I try to laugh at this, but it’s like I’ve forgotten how. A bitter, jagged sound comes out instead.
“I’m sorry you’re hurting,” he tells me. Even the way he says it is everything. He’s sorry I’m hurting, not sorry for what he did. Not even sorry for hurting me himself—just sorry I’m feeling it. Sorry I feel so goddamn much.
“I’m sorry you’re not,” I reply, honestly.
“You’re the only reason I didn’t kill Vince a long time ago, Mia,” he states. “He was unpredictable. Dangerous. He was a time bomb, and he would’ve detonated eventually. He had the worst parts of our fathers in him. My father’s crazy, his father’s short fuse. He was a deadly mix and every time I pissed him off, he inched a little closer to exploding. Would you have preferred he kill me?”
I’ve thought about that a time or two throughout the night. Maybe that would’ve been better. Vince was unpredictable, unstable, and definitely a threat—but he wasn’t pure evil. There was still so much good in him—a little less each day, but that was because of me. Because of Mateo. We were hardening him, chipping away at the good. What if it would’ve stopped? What if we would’ve stopped damaging him? There was still so much good in him.
There’s not in Mateo. I thought there was, but I was wrong. Again. Only there’s no one left to save me this time.

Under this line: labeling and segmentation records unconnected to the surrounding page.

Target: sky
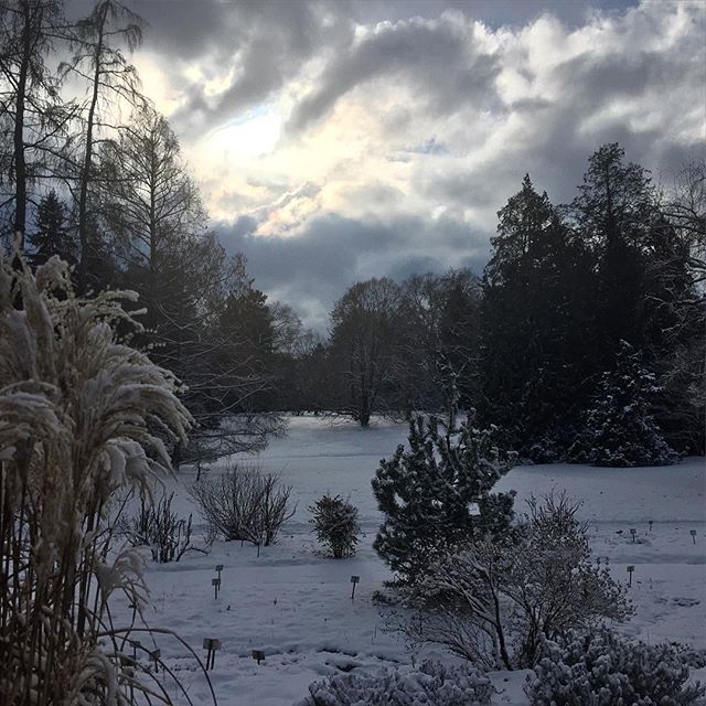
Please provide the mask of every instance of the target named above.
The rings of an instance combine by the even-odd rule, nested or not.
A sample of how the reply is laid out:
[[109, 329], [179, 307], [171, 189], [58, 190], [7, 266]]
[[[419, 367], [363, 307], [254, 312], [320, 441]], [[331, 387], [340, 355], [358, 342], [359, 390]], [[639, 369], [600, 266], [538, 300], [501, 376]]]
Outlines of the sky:
[[325, 330], [355, 281], [488, 260], [530, 172], [703, 156], [706, 2], [143, 0], [132, 57], [255, 284]]

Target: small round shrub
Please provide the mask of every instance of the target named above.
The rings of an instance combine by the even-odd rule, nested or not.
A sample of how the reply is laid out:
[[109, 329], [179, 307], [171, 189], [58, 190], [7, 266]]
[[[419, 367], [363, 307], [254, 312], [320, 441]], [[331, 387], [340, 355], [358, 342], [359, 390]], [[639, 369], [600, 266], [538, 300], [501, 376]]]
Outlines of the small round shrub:
[[668, 644], [630, 642], [609, 630], [543, 640], [525, 692], [532, 706], [695, 706], [706, 688]]
[[309, 685], [297, 706], [485, 706], [494, 688], [469, 666], [425, 662], [375, 674], [341, 674]]
[[357, 534], [361, 525], [357, 522], [357, 509], [340, 495], [331, 498], [322, 495], [309, 507], [319, 542], [334, 559], [355, 554]]

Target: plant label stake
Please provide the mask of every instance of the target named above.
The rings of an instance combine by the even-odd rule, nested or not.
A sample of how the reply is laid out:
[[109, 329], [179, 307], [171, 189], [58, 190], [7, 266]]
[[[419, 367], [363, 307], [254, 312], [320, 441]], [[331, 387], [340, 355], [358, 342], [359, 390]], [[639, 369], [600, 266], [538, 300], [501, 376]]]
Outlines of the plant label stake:
[[221, 649], [221, 640], [204, 638], [203, 649], [206, 650], [206, 672], [216, 664], [216, 650]]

He fooled me once, when I didn’t know him, when I was more trusting, when I hadn’t really seen him yet. I could’ve maybe forgiven myself for that one, though I never really did. I let myself sink into it. I floated into his current and got dragged under.

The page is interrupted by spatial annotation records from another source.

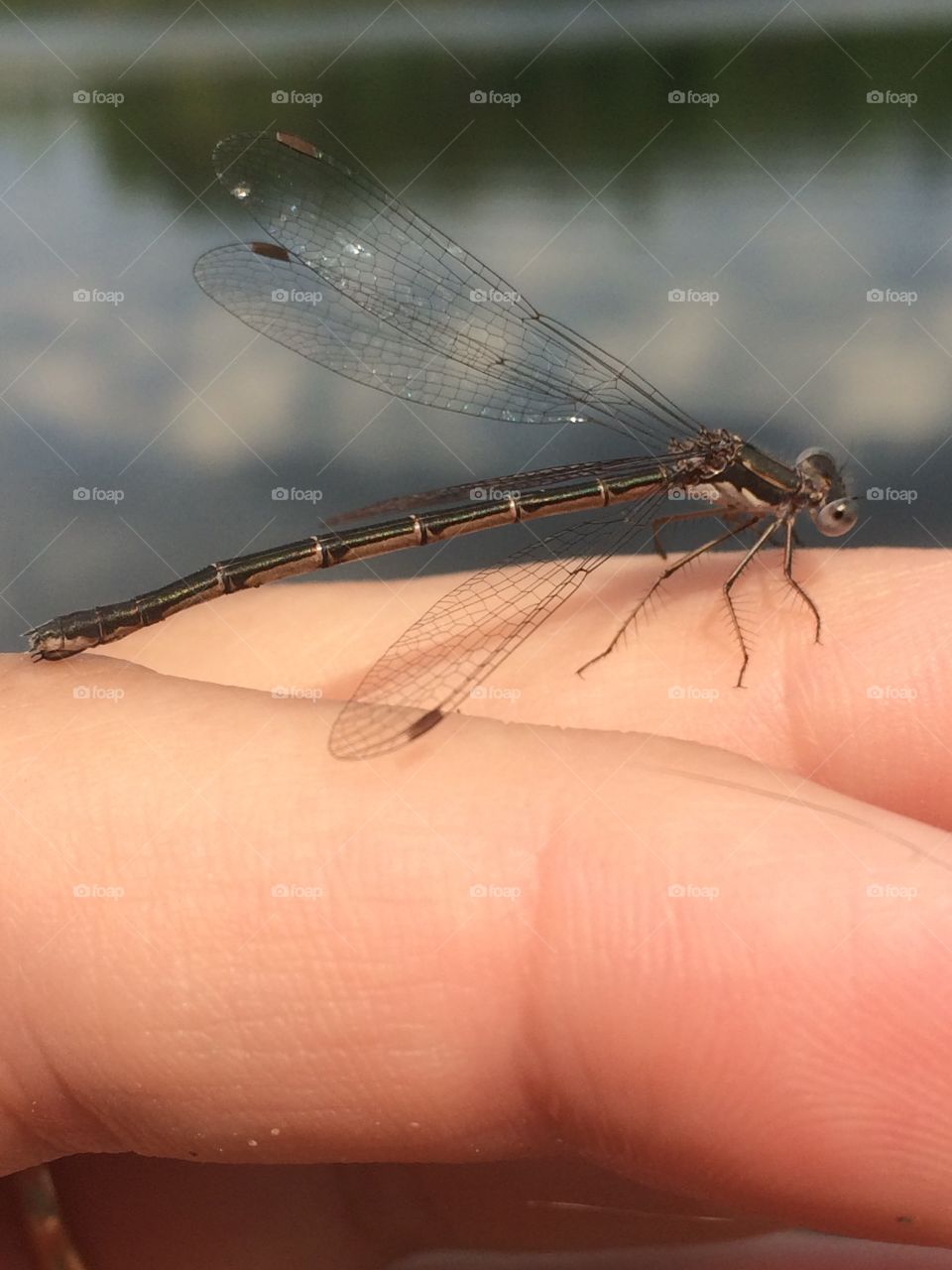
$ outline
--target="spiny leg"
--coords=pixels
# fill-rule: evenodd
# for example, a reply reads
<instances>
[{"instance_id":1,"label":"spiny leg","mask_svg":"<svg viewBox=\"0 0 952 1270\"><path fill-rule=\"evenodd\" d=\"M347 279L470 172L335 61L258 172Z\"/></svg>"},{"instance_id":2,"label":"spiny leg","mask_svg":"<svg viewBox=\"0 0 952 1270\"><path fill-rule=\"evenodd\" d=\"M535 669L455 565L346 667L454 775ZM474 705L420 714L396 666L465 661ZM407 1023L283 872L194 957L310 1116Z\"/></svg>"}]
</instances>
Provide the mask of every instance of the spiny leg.
<instances>
[{"instance_id":1,"label":"spiny leg","mask_svg":"<svg viewBox=\"0 0 952 1270\"><path fill-rule=\"evenodd\" d=\"M750 526L748 526L748 528ZM737 636L737 644L740 645L741 662L740 662L740 674L737 676L739 688L743 687L744 685L744 671L746 671L748 668L748 662L750 660L750 653L748 652L746 640L744 639L744 631L740 627L740 621L737 620L737 612L734 607L734 601L731 599L731 591L734 588L734 583L737 580L741 573L744 573L744 570L754 559L757 552L760 551L760 549L770 541L770 538L776 532L777 532L777 521L772 521L770 525L767 526L764 532L757 538L757 541L750 547L748 554L744 556L744 559L740 561L736 569L734 569L734 572L721 588L724 591L724 598L727 601L727 612L731 615L731 625L734 626L734 634Z\"/></svg>"},{"instance_id":2,"label":"spiny leg","mask_svg":"<svg viewBox=\"0 0 952 1270\"><path fill-rule=\"evenodd\" d=\"M658 536L658 531L665 525L674 525L675 521L696 521L701 516L713 516L715 511L712 508L704 508L703 512L677 512L674 516L659 516L656 521L651 522L651 541L655 545L655 551L660 555L663 560L668 559L668 552L661 546L661 540Z\"/></svg>"},{"instance_id":3,"label":"spiny leg","mask_svg":"<svg viewBox=\"0 0 952 1270\"><path fill-rule=\"evenodd\" d=\"M820 610L812 602L806 591L800 585L797 579L793 577L793 546L797 545L796 531L793 527L793 521L787 521L787 541L783 547L783 577L791 584L793 591L800 596L806 607L814 615L814 621L816 622L816 643L820 643Z\"/></svg>"},{"instance_id":4,"label":"spiny leg","mask_svg":"<svg viewBox=\"0 0 952 1270\"><path fill-rule=\"evenodd\" d=\"M698 513L692 512L689 514L697 516ZM708 512L707 514L716 516L717 513L712 511ZM614 632L614 636L612 638L612 641L607 645L607 648L604 648L600 653L597 653L595 657L589 658L589 660L585 662L584 665L580 665L575 673L584 674L590 665L594 665L595 662L600 662L603 657L608 657L608 654L613 652L613 649L618 644L618 640L622 638L622 635L628 629L631 622L635 621L641 610L658 591L658 588L661 587L665 582L668 582L671 574L675 574L679 569L683 569L685 564L691 564L692 560L697 560L698 556L702 556L706 551L710 551L712 547L718 546L721 542L726 542L727 538L732 538L737 533L744 533L745 530L749 530L751 528L751 526L757 525L758 519L759 517L755 516L745 521L743 525L732 526L724 533L718 533L716 538L711 538L710 542L703 542L699 547L696 547L693 551L689 551L687 555L682 556L680 560L678 560L675 564L668 565L666 569L663 569L661 573L658 575L658 578L655 578L650 591L645 596L642 596L642 598L638 601L635 608L632 608L632 611L625 618L622 625Z\"/></svg>"}]
</instances>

But now he’s fooled me twice, and there’s no excuse this time. I saw what I wanted to see. I believed there was good in him because I wanted it to be true, not because it was.

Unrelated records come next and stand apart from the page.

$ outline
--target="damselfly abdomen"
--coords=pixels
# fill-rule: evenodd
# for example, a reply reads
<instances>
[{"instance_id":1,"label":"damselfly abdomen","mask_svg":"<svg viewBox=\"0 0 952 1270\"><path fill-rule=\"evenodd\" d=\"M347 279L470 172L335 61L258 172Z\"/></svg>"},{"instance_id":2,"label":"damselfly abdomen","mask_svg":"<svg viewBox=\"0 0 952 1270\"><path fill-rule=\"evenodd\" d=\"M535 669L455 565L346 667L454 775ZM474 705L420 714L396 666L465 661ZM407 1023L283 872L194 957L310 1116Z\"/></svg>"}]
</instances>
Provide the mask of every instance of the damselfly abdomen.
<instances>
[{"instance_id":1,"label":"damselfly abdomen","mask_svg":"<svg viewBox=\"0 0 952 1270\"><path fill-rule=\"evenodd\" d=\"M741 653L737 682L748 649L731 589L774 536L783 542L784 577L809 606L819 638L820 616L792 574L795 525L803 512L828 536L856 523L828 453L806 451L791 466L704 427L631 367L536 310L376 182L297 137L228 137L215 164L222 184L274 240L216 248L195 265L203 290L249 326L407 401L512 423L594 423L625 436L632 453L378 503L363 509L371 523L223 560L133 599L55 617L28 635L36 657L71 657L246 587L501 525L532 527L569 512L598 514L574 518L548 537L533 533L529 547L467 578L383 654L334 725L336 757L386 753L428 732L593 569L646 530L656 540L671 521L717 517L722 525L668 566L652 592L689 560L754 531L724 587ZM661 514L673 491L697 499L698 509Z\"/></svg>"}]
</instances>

Even as I think that, my mind dumps salt into my wounds, reminding me of his playfulness, his tenderness. I didn’t imagine it all. It was there; it happened.
Since he’s not going anywhere, I roll over to face him.
He doesn’t look surprised.
“I thought there was good in you.”
“I told you there wasn’t,” he replies.
“But you showed me there was.” I pause, but he doesn’t respond fast enough, and my mind is starting to work, the tired cogs finally moving. “Even if there was nothing in it for you. That’s the thing. Maybe you primarily do good things when there’s a reward in it for you, but not always. I never expected you to apologize to me. You got nothing out of doing that. I was already yours for the taking, you knew that. So why bother?”